How to Combine Multiple Rows into a Comma-Delimited List in Oracle?
Aggregating Rows into Comma-Delimited Lists in Oracle
Oracle offers several functions to consolidate multiple rows into a single string with comma-separated values. This is a common task for data aggregation and report generation. The most prominent functions are WM_CONCAT
and LISTAGG
.
Using WM_CONCAT
Available in Oracle versions prior to 11.2, WM_CONCAT
concatenates values from multiple rows using a specified delimiter. For instance, to generate a comma-separated list of table names within a schema:
SELECT WM_CONCAT(table_name) FROM user_tables;
Employing LISTAGG
Introduced in Oracle 11.2, LISTAGG
provides enhanced capabilities over WM_CONCAT
. It allows for greater control, including specifying delimiters and handling NULL values. The following example creates a comma-separated list of table names, omitting NULL entries:
SELECT LISTAGG(table_name, ', ') WITHIN GROUP (ORDER BY table_name) FROM user_tables;
Practical Application
Imagine a query retrieving multiple citizenship records for each individual. To avoid redundant entries, LISTAGG
can be used as a subquery to generate a single comma-separated citizenship list per person:
SELECT person_id, (SELECT LISTAGG(citizenship, ', ') WITHIN GROUP (ORDER BY citizenship) FROM citizenship WHERE person_id = t.person_id) AS citizenship_list FROM person t;
This returns a single row per person, with a comma-delimited string of their citizenships in the citizenship_list
column.
Summary
WM_CONCAT
and LISTAGG
provide robust and versatile ways to aggregate multiple rows into comma-separated lists in Oracle. These functions streamline data manipulation and improve the clarity of SQL queries.
The above is the detailed content of How to Combine Multiple Rows into a Comma-Delimited List in Oracle?. For more information, please follow other related articles on the PHP Chinese website!

Hot AI Tools

Undresser.AI Undress
AI-powered app for creating realistic nude photos

AI Clothes Remover
Online AI tool for removing clothes from photos.

Undress AI Tool
Undress images for free

Clothoff.io
AI clothes remover

AI Hentai Generator
Generate AI Hentai for free.

Hot Article

Hot Tools

Notepad++7.3.1
Easy-to-use and free code editor

SublimeText3 Chinese version
Chinese version, very easy to use

Zend Studio 13.0.1
Powerful PHP integrated development environment

Dreamweaver CS6
Visual web development tools

SublimeText3 Mac version
God-level code editing software (SublimeText3)

Hot Topics



The article discusses using MySQL's ALTER TABLE statement to modify tables, including adding/dropping columns, renaming tables/columns, and changing column data types.
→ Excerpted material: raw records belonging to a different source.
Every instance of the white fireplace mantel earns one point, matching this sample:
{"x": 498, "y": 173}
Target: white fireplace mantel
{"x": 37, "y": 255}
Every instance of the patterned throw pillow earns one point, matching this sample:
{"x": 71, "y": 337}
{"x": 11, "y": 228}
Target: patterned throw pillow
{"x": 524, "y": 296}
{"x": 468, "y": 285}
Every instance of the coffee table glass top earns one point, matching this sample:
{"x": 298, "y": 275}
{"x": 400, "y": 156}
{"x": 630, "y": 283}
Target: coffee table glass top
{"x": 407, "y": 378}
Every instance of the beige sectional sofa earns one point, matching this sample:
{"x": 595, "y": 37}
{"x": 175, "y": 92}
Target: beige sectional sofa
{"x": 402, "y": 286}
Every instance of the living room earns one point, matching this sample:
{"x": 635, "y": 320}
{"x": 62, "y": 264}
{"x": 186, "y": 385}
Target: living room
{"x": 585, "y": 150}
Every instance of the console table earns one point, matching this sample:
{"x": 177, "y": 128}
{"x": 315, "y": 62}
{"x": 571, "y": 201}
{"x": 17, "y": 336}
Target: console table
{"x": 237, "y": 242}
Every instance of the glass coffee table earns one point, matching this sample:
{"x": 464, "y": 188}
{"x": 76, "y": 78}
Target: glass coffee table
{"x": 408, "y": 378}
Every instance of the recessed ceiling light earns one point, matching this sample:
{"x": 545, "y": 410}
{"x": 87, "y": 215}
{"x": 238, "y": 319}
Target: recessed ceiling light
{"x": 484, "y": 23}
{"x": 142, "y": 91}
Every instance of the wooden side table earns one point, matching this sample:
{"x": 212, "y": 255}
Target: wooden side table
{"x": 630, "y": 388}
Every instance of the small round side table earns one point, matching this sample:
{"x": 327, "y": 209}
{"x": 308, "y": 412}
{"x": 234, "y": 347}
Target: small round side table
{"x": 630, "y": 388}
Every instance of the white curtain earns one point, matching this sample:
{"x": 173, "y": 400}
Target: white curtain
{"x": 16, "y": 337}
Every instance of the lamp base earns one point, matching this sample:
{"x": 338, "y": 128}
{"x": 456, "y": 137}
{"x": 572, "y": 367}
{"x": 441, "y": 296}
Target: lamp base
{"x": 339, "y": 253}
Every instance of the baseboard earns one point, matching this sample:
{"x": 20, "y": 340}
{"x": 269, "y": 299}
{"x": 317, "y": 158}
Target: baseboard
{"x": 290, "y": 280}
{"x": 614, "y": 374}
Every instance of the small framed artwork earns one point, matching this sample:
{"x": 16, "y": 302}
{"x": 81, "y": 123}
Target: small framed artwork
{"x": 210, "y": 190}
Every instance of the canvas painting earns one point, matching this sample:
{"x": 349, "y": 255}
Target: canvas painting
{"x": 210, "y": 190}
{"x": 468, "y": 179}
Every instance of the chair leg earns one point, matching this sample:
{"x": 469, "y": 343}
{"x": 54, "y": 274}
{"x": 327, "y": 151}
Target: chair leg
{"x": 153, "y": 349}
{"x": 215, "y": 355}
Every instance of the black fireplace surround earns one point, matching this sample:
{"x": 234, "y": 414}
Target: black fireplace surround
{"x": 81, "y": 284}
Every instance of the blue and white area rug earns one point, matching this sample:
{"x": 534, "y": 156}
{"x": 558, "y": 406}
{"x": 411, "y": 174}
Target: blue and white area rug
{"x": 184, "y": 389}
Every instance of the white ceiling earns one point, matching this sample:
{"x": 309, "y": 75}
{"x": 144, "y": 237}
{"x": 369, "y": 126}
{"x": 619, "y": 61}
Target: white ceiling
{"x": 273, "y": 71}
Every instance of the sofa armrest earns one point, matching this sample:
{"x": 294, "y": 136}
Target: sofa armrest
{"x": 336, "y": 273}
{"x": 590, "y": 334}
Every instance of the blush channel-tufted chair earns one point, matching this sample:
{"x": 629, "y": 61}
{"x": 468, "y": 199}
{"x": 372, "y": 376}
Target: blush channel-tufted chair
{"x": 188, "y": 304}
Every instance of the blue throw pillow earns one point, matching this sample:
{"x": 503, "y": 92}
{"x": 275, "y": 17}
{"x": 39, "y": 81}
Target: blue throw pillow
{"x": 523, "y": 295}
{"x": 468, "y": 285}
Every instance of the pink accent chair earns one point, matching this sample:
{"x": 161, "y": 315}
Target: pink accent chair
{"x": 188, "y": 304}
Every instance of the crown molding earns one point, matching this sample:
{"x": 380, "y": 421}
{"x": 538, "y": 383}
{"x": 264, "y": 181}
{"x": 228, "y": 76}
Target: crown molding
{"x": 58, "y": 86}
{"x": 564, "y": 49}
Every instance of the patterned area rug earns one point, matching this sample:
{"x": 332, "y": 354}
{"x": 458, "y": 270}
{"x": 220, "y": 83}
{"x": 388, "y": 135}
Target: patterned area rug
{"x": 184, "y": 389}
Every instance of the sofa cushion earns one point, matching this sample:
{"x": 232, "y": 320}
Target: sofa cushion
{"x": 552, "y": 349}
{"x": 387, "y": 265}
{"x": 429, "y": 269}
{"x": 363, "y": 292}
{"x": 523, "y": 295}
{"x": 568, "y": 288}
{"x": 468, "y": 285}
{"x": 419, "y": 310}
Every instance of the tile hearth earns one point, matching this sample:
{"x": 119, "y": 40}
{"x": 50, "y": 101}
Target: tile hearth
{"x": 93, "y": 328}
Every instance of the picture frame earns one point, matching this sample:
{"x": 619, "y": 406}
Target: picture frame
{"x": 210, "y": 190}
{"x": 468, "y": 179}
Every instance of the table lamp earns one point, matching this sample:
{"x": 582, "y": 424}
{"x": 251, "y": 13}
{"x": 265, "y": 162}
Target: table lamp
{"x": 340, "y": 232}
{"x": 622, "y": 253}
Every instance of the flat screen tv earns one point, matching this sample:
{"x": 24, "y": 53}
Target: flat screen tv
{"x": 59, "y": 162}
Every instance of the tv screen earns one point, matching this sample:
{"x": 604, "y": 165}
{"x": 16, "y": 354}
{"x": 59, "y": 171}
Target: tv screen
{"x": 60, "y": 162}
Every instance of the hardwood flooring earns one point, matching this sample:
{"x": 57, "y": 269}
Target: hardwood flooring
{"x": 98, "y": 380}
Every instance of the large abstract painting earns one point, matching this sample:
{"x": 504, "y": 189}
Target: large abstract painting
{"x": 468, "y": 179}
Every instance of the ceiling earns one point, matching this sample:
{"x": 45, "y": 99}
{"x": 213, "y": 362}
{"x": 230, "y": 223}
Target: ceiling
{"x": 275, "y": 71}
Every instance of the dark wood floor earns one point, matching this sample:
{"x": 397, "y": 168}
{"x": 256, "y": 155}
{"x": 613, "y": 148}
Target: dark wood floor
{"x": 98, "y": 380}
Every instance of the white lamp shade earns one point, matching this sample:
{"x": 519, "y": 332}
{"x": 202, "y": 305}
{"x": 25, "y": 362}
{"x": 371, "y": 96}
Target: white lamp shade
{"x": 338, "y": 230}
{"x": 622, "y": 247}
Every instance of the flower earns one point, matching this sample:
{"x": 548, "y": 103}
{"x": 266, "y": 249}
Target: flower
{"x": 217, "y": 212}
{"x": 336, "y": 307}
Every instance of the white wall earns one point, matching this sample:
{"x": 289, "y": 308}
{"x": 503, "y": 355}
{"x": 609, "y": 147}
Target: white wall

Article discusses configuring SSL/TLS encryption for MySQL, including certificate generation and verification. Main issue is using self-signed certificates' security implications.[Character count: 159]

Article discusses popular MySQL GUI tools like MySQL Workbench and phpMyAdmin, comparing their features and suitability for beginners and advanced users.[159 characters]

Article discusses strategies for handling large datasets in MySQL, including partitioning, sharding, indexing, and query optimization.

InnoDB's full-text search capabilities are very powerful, which can significantly improve database query efficiency and ability to process large amounts of text data. 1) InnoDB implements full-text search through inverted indexing, supporting basic and advanced search queries. 2) Use MATCH and AGAINST keywords to search, support Boolean mode and phrase search. 3) Optimization methods include using word segmentation technology, periodic rebuilding of indexes and adjusting cache size to improve performance and accuracy.

The article discusses dropping tables in MySQL using the DROP TABLE statement, emphasizing precautions and risks. It highlights that the action is irreversible without backups, detailing recovery methods and potential production environment hazards.

Article discusses using foreign keys to represent relationships in databases, focusing on best practices, data integrity, and common pitfalls to avoid.

The article discusses creating indexes on JSON columns in various databases like PostgreSQL, MySQL, and MongoDB to enhance query performance. It explains the syntax and benefits of indexing specific JSON paths, and lists supported database systems.